PER IL GOVERNO BERLUSCONI GLI INQUILINI NON ESISTONO
Dichiarazione stampa di Luigi Pallotta, Segretario Generale del SUNIA

E’ questa la considerazione ovvia che scaturisce dalla lettura dei provvedimenti che sono stati adottati dal Consiglio dei Ministri di oggi.
Interventi più o meno discutibili a sostegno di banche, imprese, famiglie povere, famiglie in difficoltà con il pagamento dei mutui; ma non una parola sulle famiglie che non ce la fanno più a pagare affitti arrivati alle stelle ed hanno uno sfratto per morosità.
Intervenire a favore delle famiglie che pagano un mutuo è giusto e sacrosanto, ma è intollerabile considerare gli inquilini come cittadini di serie B.
Oppure il Governo pensa di aver risolto il problema dell’affitto con un “piano casa” sino ad oggi fatto solo di chiacchiere e già in ritardo con i tempi previsti dalla legge che lo ha varato?
Servono interventi concreti ed immediati per affrontare l’emergenza che si sta espandendo anche su questo fronte.
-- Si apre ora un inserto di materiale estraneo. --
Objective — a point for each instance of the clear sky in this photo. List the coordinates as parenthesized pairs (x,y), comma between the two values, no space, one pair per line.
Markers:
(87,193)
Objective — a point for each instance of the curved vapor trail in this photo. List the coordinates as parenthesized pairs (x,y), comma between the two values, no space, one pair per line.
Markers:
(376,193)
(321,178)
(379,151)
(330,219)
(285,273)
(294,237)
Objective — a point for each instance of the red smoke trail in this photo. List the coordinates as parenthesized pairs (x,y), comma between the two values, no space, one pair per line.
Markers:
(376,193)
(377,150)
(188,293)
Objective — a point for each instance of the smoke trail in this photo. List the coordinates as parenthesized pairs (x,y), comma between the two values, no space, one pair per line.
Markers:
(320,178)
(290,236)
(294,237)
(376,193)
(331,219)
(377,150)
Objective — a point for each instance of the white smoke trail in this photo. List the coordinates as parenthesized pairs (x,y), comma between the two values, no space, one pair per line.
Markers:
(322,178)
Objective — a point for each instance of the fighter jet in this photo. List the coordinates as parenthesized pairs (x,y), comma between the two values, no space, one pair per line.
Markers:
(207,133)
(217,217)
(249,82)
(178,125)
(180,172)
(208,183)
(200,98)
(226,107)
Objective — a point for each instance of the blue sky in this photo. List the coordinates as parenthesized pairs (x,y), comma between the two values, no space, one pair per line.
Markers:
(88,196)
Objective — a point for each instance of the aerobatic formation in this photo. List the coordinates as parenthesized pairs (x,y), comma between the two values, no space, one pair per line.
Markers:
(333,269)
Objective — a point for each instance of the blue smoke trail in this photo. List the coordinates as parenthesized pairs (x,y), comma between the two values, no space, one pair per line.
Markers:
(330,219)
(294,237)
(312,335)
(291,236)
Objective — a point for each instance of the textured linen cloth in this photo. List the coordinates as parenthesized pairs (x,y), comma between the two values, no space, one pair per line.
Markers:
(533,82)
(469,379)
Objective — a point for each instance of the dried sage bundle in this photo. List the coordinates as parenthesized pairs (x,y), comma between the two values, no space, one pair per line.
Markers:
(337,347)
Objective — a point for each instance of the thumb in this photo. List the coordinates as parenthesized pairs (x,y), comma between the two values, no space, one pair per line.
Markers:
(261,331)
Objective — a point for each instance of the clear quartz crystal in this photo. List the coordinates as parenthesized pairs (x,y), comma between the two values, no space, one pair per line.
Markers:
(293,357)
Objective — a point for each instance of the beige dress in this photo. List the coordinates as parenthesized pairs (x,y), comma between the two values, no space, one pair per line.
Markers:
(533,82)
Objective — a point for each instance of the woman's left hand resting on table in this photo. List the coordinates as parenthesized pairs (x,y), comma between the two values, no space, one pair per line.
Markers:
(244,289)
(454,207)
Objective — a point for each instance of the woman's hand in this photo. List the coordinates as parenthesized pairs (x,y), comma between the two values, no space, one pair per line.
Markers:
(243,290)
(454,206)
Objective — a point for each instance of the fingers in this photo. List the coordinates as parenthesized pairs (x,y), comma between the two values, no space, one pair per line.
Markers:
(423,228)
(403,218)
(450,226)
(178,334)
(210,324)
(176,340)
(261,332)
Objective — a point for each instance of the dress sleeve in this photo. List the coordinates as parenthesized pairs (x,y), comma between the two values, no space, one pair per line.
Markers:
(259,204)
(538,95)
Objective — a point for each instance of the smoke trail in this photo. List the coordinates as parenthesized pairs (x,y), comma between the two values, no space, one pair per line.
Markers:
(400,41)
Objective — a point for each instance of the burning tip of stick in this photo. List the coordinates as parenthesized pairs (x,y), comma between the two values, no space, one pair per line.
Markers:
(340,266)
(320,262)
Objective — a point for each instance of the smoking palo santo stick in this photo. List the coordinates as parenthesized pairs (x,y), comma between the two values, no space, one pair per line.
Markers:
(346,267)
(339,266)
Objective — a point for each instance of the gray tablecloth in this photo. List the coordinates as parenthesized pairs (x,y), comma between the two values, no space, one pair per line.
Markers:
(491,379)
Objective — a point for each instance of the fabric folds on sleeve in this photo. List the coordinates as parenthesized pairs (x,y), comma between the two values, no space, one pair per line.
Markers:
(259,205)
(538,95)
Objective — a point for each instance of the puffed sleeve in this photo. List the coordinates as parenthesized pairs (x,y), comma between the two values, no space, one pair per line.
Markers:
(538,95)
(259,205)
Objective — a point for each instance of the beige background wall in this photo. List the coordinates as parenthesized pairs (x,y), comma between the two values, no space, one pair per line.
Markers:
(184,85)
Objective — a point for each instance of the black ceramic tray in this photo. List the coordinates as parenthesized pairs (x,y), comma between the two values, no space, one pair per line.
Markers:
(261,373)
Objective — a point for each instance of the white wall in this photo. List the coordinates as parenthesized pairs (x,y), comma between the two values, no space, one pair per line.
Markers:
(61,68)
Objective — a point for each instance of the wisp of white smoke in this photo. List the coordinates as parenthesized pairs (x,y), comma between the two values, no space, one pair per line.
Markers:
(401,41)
  • Estensione alle famiglie con sfratto per morosità del fondo istituito con la finanziaria per il 2008 destinato al sostegno delle famiglie in difficoltà per il pagamento dei mutui. Fondo sino ad oggi rimasto inutilizzato.
  • Blocco degli affitti e degli adeguanti automatici per fermare la crescente divaricazione tra capacità della domanda e pretese dell’offerta.
  • Utilizzo immediato dei 550 milioni destinati al recupero ed alla costruzione di 12.000 alloggi già individuati e bloccati dal piano casa per indefiniti progetti futuri.

Il SUNIA si batterà perché queste misure siano inserite nella Legge di conversione.